Re: [PATCH v11 11/22] vfio iommu: Add blocking notifier to notify DMA_UNMAP

From: Alex Williamson
Date: Tue Nov 08 2016 - 12:46:29 EST


On Tue, 8 Nov 2016 21:56:29 +0530
Kirti Wankhede <kwankhede@xxxxxxxxxx> wrote:

> On 11/8/2016 5:15 AM, Alex Williamson wrote:
> > On Sat, 5 Nov 2016 02:40:45 +0530
> > Kirti Wankhede <kwankhede@xxxxxxxxxx> wrote:
> >
> ...
> >>
> >> +int vfio_register_notifier(struct device *dev, struct notifier_block *nb)
> >
> > Is the expectation here that this is a generic notifier for all
> > vfio->mdev signaling? That should probably be made clear in the mdev
> > API to avoid vendor drivers assuming their notifier callback only
> > occurs for unmaps, even if that's currently the case.
> >
>
> Ok. Adding comment about notifier callback in mdev_device which is part
> of next patch.
>
> ...
>
> >> mutex_lock(&iommu->lock);
> >>
> >> - if (!iommu->external_domain) {
> >> + /* Fail if notifier list is empty */
> >> + if ((!iommu->external_domain) || (!iommu->notifier.head)) {
> >> ret = -EINVAL;
> >> goto pin_done;
> >> }
> >> @@ -867,6 +870,11 @@ unlock:
> >> /* Report how much was unmapped */
> >> unmap->size = unmapped;
> >>
> >> + if (unmapped && iommu->external_domain)
> >> + blocking_notifier_call_chain(&iommu->notifier,
> >> + VFIO_IOMMU_NOTIFY_DMA_UNMAP,
> >> + unmap);
> >
> > This is after the fact, there's already a gap here where pages are
> > unpinned and the mdev device is still running.
>
> Oh, there is a bug here, now unpin_pages() take user_pfn as argument and
> find vfio_dma.
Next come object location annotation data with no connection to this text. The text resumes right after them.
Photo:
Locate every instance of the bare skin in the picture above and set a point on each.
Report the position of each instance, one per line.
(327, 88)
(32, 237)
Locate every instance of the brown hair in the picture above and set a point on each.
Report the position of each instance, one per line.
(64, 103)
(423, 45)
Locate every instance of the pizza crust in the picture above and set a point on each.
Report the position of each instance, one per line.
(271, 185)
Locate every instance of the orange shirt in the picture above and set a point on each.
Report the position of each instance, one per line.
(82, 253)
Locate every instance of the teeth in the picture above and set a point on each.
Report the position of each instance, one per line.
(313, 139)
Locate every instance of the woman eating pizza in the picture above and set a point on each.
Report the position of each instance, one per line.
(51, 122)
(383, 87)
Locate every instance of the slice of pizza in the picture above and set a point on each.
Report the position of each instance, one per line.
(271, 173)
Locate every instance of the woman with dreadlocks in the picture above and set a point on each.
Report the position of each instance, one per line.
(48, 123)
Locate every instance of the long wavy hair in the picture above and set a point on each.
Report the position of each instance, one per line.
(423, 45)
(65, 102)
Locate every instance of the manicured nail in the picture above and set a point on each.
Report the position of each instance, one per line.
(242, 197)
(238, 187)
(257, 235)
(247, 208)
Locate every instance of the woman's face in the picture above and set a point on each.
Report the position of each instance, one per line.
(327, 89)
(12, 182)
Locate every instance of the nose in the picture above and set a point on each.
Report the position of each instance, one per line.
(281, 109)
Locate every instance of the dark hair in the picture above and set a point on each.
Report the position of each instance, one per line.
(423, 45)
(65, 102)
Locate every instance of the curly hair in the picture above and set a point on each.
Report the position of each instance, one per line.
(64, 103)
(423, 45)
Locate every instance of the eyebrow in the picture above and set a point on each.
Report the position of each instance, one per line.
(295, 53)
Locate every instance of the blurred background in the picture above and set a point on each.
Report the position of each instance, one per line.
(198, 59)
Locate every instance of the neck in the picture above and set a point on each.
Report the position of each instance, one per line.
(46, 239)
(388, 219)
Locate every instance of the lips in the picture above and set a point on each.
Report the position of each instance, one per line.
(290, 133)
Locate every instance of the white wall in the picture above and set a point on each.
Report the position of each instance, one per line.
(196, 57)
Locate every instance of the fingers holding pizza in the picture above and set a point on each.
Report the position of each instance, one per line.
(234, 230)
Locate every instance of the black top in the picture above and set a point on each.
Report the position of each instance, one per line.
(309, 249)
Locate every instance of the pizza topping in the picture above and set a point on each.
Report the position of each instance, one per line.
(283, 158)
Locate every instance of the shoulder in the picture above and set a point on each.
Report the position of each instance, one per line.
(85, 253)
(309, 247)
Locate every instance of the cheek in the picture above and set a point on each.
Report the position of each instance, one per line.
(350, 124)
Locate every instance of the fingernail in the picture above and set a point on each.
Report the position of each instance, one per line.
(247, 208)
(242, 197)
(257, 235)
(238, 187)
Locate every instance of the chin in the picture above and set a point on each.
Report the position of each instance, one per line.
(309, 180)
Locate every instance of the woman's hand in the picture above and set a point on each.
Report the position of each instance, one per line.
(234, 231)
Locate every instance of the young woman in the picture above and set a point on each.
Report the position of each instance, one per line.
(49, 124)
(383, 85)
If its not found, it doesn't unpin pages. We have to call
> this notifier before vfio_remove_dma(). But if we call this before
> vfio_remove_dma() there will be deadlock since iommu->lock is already
> held here and vfio_iommu_type1_unpin_pages() will also try to hold
> iommu->lock.
> If we want to call blocking_notifier_call_chain() before
> vfio_remove_dma(), sequence should be:
>
> unmapped += dma->size;
> mutex_unlock(&iommu->lock);
> if (iommu->external_domain)) {
> struct vfio_iommu_type1_dma_unmap nb_unmap;
>
> nb_unmap.iova = dma->iova;
> nb_unmap.size = dma->size;
> blocking_notifier_call_chain(&iommu->notifier,
> VFIO_IOMMU_NOTIFY_DMA_UNMAP,
> &nb_unmap);
> }
> mutex_lock(&iommu->lock);
> vfio_remove_dma(iommu, dma);

It seems like it would be worthwhile to have the rb-tree rooted in the
vfio-dma, then we only need to call the notifier if there are pages
pinned within that vfio-dma (ie. the rb-tree is not empty). We can
then release the lock call the notifier, re-acquire the lock, and
BUG_ON if the rb-tree still is not empty. We might get duplicate pfns
between separate vfio_dma structs, but as I mentioned in other replies,
that seems like an exception that we don't need to optimize for.

> > The notifier needs to
> > happen prior to that and I suspect that we need to validate that we
> > have no remaining external pfn references within this vfio_dma block.
> > It seems like we need to root our pfn tracking in the vfio_dma so that
> > we can see that it's empty after the notifier chain and BUG_ON if not.
>
> There is no way to find pfns from that iova range with current
> implementation. We can have this validate if we go with linear array of
> iova to track pfns.

Right, I was still hoping to avoid storing the pfn even with the
array/page-table approach though, ask the mm layer for the mapping
again. Is that too much overhead? Maybe the page table could store
the phys addr and we could use PAGE_MASK to store the reference count
so that each entry is still only 8bytes(?)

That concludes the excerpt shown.